Thursday, January 22, 2015

Rule breaking

When my daughter was a senior in high school, the administration declared Senior Prank Day dead. Basically, it was a senior tradition that in the spring, the graduating seniors would do something silly, like wear crazy clothes and cartwheel in the hallways, etc. It didn't involve anything dire or dangerous. But as old white men who are principals in large high schools are wont to do, the principal decided he'd had enough. Anyone participating in Senior Prank Day would be suspended. I thought the whole thing ridiculous and said so.

My daughter is a rule follower. In fact, she gets very annoyed at those who don't follow the rules. I'm very grateful for her sense of obedience and basic inability to get into trouble on purpose, but I'd been hoping she'd screw up at least once before she turned 18. After all, that's what the teen years are for. Make mistakes while you're young, learn from them, and go forward a wiser person into adulthood.

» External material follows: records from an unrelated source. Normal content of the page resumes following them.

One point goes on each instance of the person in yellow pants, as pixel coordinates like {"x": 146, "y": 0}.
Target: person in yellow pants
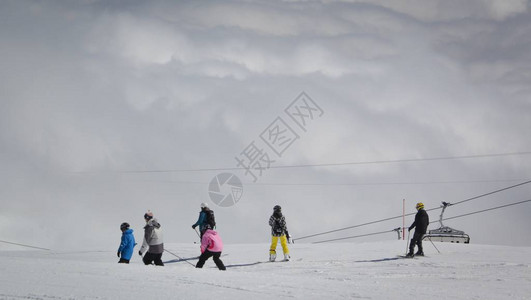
{"x": 279, "y": 230}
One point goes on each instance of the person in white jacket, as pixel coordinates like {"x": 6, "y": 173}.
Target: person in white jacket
{"x": 153, "y": 241}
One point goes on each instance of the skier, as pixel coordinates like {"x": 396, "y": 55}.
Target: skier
{"x": 421, "y": 225}
{"x": 211, "y": 245}
{"x": 278, "y": 230}
{"x": 206, "y": 216}
{"x": 153, "y": 242}
{"x": 125, "y": 251}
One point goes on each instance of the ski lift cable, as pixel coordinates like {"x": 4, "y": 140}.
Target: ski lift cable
{"x": 23, "y": 245}
{"x": 410, "y": 214}
{"x": 484, "y": 210}
{"x": 323, "y": 164}
{"x": 460, "y": 216}
{"x": 351, "y": 237}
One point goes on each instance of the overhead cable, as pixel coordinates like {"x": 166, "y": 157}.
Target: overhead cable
{"x": 410, "y": 214}
{"x": 328, "y": 164}
{"x": 460, "y": 216}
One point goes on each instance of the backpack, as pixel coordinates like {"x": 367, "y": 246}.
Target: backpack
{"x": 210, "y": 219}
{"x": 277, "y": 228}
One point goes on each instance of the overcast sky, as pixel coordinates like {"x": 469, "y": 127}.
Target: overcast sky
{"x": 99, "y": 100}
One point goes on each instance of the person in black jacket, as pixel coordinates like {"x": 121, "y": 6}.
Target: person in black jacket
{"x": 421, "y": 225}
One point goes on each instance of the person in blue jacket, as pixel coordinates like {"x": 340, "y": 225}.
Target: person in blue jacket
{"x": 125, "y": 251}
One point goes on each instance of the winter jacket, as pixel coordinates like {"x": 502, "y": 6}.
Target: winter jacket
{"x": 152, "y": 238}
{"x": 202, "y": 220}
{"x": 127, "y": 244}
{"x": 421, "y": 222}
{"x": 211, "y": 241}
{"x": 278, "y": 224}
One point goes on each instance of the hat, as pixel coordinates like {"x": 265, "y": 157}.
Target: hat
{"x": 124, "y": 226}
{"x": 148, "y": 215}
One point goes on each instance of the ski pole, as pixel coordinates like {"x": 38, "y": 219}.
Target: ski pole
{"x": 407, "y": 243}
{"x": 179, "y": 257}
{"x": 429, "y": 238}
{"x": 197, "y": 233}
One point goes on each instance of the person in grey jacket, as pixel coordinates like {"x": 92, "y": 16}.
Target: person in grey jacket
{"x": 153, "y": 241}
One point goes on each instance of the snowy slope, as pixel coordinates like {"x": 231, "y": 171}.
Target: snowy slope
{"x": 317, "y": 271}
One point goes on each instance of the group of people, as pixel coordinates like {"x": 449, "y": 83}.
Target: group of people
{"x": 211, "y": 244}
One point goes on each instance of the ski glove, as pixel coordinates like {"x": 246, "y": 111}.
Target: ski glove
{"x": 288, "y": 237}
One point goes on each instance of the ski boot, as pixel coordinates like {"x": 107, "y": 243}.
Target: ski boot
{"x": 272, "y": 256}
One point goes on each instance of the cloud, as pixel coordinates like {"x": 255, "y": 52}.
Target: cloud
{"x": 92, "y": 89}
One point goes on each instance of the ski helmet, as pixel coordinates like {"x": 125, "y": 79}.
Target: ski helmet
{"x": 148, "y": 215}
{"x": 124, "y": 226}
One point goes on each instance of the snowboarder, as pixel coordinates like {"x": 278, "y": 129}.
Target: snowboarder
{"x": 211, "y": 246}
{"x": 125, "y": 251}
{"x": 153, "y": 242}
{"x": 279, "y": 230}
{"x": 206, "y": 216}
{"x": 421, "y": 225}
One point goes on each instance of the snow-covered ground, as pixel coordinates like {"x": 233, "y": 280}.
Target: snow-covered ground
{"x": 317, "y": 271}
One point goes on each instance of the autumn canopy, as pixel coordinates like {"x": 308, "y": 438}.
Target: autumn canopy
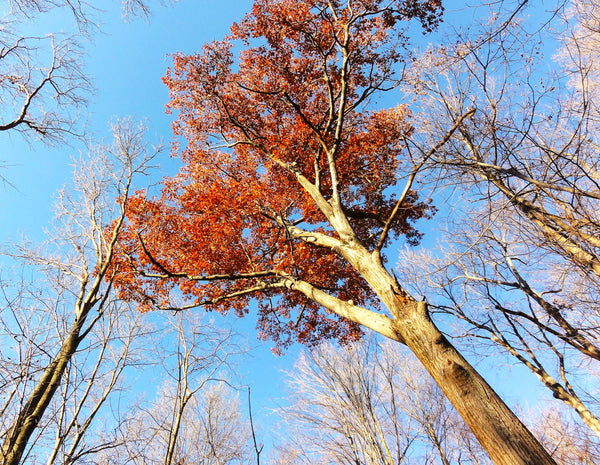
{"x": 269, "y": 134}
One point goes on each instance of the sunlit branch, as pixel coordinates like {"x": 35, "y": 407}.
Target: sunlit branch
{"x": 413, "y": 175}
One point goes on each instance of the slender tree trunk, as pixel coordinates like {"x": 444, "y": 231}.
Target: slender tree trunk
{"x": 31, "y": 413}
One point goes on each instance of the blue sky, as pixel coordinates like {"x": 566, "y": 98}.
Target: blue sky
{"x": 126, "y": 62}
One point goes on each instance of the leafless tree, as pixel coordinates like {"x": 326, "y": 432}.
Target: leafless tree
{"x": 521, "y": 262}
{"x": 568, "y": 441}
{"x": 89, "y": 221}
{"x": 43, "y": 87}
{"x": 366, "y": 407}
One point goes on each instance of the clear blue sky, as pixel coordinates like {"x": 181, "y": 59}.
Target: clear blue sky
{"x": 126, "y": 62}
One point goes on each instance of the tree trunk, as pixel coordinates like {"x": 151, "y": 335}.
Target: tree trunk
{"x": 31, "y": 413}
{"x": 500, "y": 432}
{"x": 504, "y": 437}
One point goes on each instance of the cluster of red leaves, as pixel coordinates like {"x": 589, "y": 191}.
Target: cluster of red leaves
{"x": 250, "y": 124}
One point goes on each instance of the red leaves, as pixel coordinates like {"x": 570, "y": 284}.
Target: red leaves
{"x": 286, "y": 109}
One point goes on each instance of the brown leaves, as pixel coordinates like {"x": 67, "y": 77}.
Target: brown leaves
{"x": 289, "y": 107}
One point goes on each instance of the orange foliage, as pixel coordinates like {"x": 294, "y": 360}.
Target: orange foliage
{"x": 252, "y": 125}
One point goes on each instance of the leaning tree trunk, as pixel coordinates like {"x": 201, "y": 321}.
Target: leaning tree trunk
{"x": 500, "y": 432}
{"x": 504, "y": 437}
{"x": 30, "y": 415}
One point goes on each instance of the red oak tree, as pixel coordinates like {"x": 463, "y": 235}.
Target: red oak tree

So when she came home from school and said she'd been suspended for participating in Senior Prank Day, I couldn't help but give her a high-five. "Yes!" I crowed. "Good for you!"

She couldn't believe it. Here I was, her mother the lawyer, ecstatic she'd broken the rules and been suspended. Only it wasn't true. She was pulling my leg. She and I had a good laugh, and I gave up my hopes she'd ever misbehave. I was cursed with a perfect daughter, something I'd never been. How could I have gotten so lucky?

Rule breaking has its place, however. Passive resistance, freedom marches, the Underground Railroad, the Suffragettes, you name it, there's a history of changing the ways things have always been by breaking the law or shaking up the status quo. Fighting for justice, equality, and the basic freedoms of all mankind haven't come cheap. Lives have been lost, empires have fallen, good people have done what needed doing to bring about change no matter the personal cost. I admire them all.

Writers need to break the rules, too. We need to take the story where it needs to go, and if it's not comfortable or acceptable in the unhallowed halls of modern publishing behemoths, too bad. The book will find its audience. Nothing can stop a right idea.